Exhaled Breath Condensate of G.macrorhynchus and D.delphis

Cetaceans play a critical role in marine ecosystems and function as sentinel species for detecting environmental perturbations, underscoring the importance of assessing their health for effective marine conservation. This study employed 16S rRNA gene sequencing to characterize the prokaryotic communities present in exhaled breath condensate (EBC) samples from cetaceans, utilizing both short-read (Illumina) and long-read (PacBio) sequencing platforms. Putative pathogenic taxa were identified using the Multiple Bacterial Pathogen Detection (MBPD) database. Substantial differences in microbial community composition were observed between sequencing approaches. The PacBio platform yielded 2,647 amplicon sequence variants (ASVs) spanning 30 bacterial phyla, with 614 ASVs identified as potential pathogens. In contrast, the Illumina dataset generated 409 ASVs across 17 phyla, of which 46 were flagged as potentially pathogenic. Discrepancies were also evident in diversity metrics: PacBio-derived profiles exhibited higher alpha diversity and produced beta diversity clustering patterns that corresponded with sample metadata, while Illumina-based profiles did not reveal meaningful clustering. Distinct EBC microbial signatures were identified for Globicephala macrorhynchus and Delphinus delphis, and with clear differences from the surrounding seawater microbiota.
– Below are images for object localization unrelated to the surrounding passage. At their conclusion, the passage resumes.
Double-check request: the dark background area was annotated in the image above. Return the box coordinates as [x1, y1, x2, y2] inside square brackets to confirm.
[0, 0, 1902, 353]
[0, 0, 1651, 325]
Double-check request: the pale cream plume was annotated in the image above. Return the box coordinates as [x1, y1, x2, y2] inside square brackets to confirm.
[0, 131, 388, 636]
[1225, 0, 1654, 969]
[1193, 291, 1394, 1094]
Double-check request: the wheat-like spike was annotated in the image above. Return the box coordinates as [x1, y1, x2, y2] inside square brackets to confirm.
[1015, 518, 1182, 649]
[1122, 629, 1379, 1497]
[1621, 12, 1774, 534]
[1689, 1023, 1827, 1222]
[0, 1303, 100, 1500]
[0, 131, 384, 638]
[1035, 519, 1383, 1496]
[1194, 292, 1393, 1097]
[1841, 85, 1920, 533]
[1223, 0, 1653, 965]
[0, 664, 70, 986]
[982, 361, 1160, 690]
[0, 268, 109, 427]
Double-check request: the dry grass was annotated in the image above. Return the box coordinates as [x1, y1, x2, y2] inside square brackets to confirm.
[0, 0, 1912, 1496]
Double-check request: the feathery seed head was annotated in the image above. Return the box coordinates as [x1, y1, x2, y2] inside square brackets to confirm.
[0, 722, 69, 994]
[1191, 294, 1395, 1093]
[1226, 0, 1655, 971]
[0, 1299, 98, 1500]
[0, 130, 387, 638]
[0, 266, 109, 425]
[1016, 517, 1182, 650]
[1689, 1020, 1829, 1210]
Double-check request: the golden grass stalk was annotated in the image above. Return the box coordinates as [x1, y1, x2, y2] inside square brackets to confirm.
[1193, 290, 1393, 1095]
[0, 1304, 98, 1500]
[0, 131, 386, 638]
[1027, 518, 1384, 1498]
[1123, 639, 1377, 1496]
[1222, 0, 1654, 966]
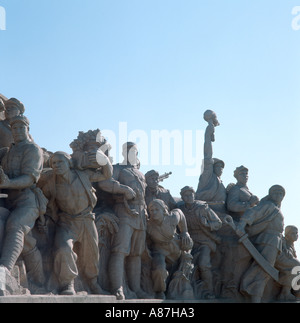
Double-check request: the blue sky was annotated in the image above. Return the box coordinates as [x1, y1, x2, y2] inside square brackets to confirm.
[1, 0, 300, 252]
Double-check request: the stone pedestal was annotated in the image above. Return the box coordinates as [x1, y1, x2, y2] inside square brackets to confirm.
[0, 266, 29, 296]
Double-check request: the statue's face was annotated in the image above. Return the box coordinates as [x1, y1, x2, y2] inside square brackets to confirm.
[146, 174, 159, 189]
[287, 228, 299, 242]
[126, 145, 138, 165]
[182, 190, 195, 204]
[51, 154, 70, 176]
[212, 113, 219, 126]
[270, 189, 285, 205]
[237, 170, 248, 185]
[213, 163, 223, 177]
[148, 203, 164, 222]
[5, 105, 20, 121]
[11, 122, 29, 143]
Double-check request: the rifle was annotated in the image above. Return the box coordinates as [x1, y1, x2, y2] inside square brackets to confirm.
[158, 172, 172, 182]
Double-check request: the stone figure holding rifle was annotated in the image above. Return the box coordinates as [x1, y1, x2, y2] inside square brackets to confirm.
[145, 169, 177, 211]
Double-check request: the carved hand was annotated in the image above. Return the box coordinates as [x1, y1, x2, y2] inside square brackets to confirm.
[180, 232, 193, 251]
[99, 212, 119, 235]
[121, 186, 136, 200]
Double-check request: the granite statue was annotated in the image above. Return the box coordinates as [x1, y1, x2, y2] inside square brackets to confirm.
[146, 199, 193, 299]
[178, 186, 222, 299]
[227, 166, 260, 219]
[235, 185, 285, 303]
[145, 170, 177, 211]
[0, 96, 298, 304]
[0, 115, 46, 292]
[195, 110, 227, 215]
[225, 165, 260, 299]
[98, 142, 150, 300]
[0, 98, 25, 149]
[39, 149, 113, 295]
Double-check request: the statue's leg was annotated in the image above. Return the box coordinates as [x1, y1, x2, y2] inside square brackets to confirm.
[0, 207, 38, 271]
[0, 207, 9, 256]
[108, 221, 134, 299]
[22, 232, 46, 290]
[53, 219, 78, 295]
[198, 245, 215, 298]
[151, 252, 168, 294]
[108, 251, 126, 299]
[126, 228, 150, 299]
[77, 218, 109, 294]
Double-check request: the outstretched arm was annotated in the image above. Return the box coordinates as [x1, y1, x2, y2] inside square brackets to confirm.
[203, 123, 215, 160]
[197, 124, 215, 192]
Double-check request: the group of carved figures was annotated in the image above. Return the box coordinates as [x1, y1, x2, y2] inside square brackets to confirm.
[0, 94, 299, 303]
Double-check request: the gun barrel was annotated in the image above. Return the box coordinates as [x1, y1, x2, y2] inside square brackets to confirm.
[158, 172, 172, 182]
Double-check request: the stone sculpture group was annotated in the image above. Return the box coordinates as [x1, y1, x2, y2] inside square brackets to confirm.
[0, 94, 299, 303]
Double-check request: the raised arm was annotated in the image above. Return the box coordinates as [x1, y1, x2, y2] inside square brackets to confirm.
[203, 123, 215, 160]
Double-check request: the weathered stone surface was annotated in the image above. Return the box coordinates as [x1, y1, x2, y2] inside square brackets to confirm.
[0, 266, 29, 296]
[0, 99, 298, 303]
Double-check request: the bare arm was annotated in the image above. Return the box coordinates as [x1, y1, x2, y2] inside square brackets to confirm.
[173, 209, 193, 251]
[175, 209, 189, 234]
[197, 124, 215, 191]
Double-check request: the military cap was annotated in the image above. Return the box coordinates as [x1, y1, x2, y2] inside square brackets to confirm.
[213, 158, 225, 168]
[234, 165, 248, 179]
[145, 170, 159, 179]
[180, 186, 195, 196]
[9, 115, 30, 127]
[5, 98, 25, 114]
[269, 185, 285, 197]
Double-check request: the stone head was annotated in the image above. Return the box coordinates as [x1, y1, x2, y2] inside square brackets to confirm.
[50, 151, 73, 176]
[10, 115, 30, 143]
[269, 185, 285, 206]
[5, 98, 25, 121]
[203, 109, 220, 127]
[285, 225, 298, 243]
[122, 142, 138, 166]
[234, 165, 249, 185]
[148, 199, 169, 223]
[145, 170, 159, 189]
[180, 186, 195, 204]
[213, 158, 225, 177]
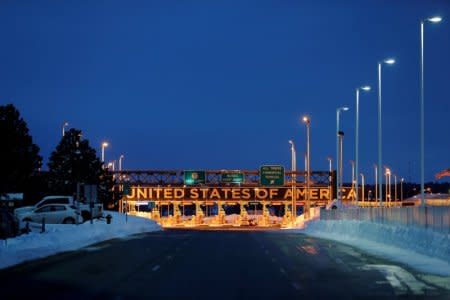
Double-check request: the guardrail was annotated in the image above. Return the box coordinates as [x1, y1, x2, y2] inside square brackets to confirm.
[320, 207, 450, 234]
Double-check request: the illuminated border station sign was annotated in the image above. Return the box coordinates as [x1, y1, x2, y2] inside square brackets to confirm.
[125, 186, 337, 202]
[184, 170, 206, 185]
[259, 165, 285, 186]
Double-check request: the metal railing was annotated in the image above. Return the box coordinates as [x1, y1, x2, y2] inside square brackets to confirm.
[320, 207, 450, 234]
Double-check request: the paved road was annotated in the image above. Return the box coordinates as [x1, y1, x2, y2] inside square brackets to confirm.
[1, 229, 449, 299]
These findings support the use of EBC as a non-invasive and informative tool for respiratory microbiome analysis in marine mammals. Notably, this study provides the first comprehensive characterization of the respiratory microbiota in D. delphis, offering a valuable methodological baseline for future research into host–microbiome interactions, health assessment, and pathogen surveillance in free-ranging cetacean populations, using non-invasive approaches.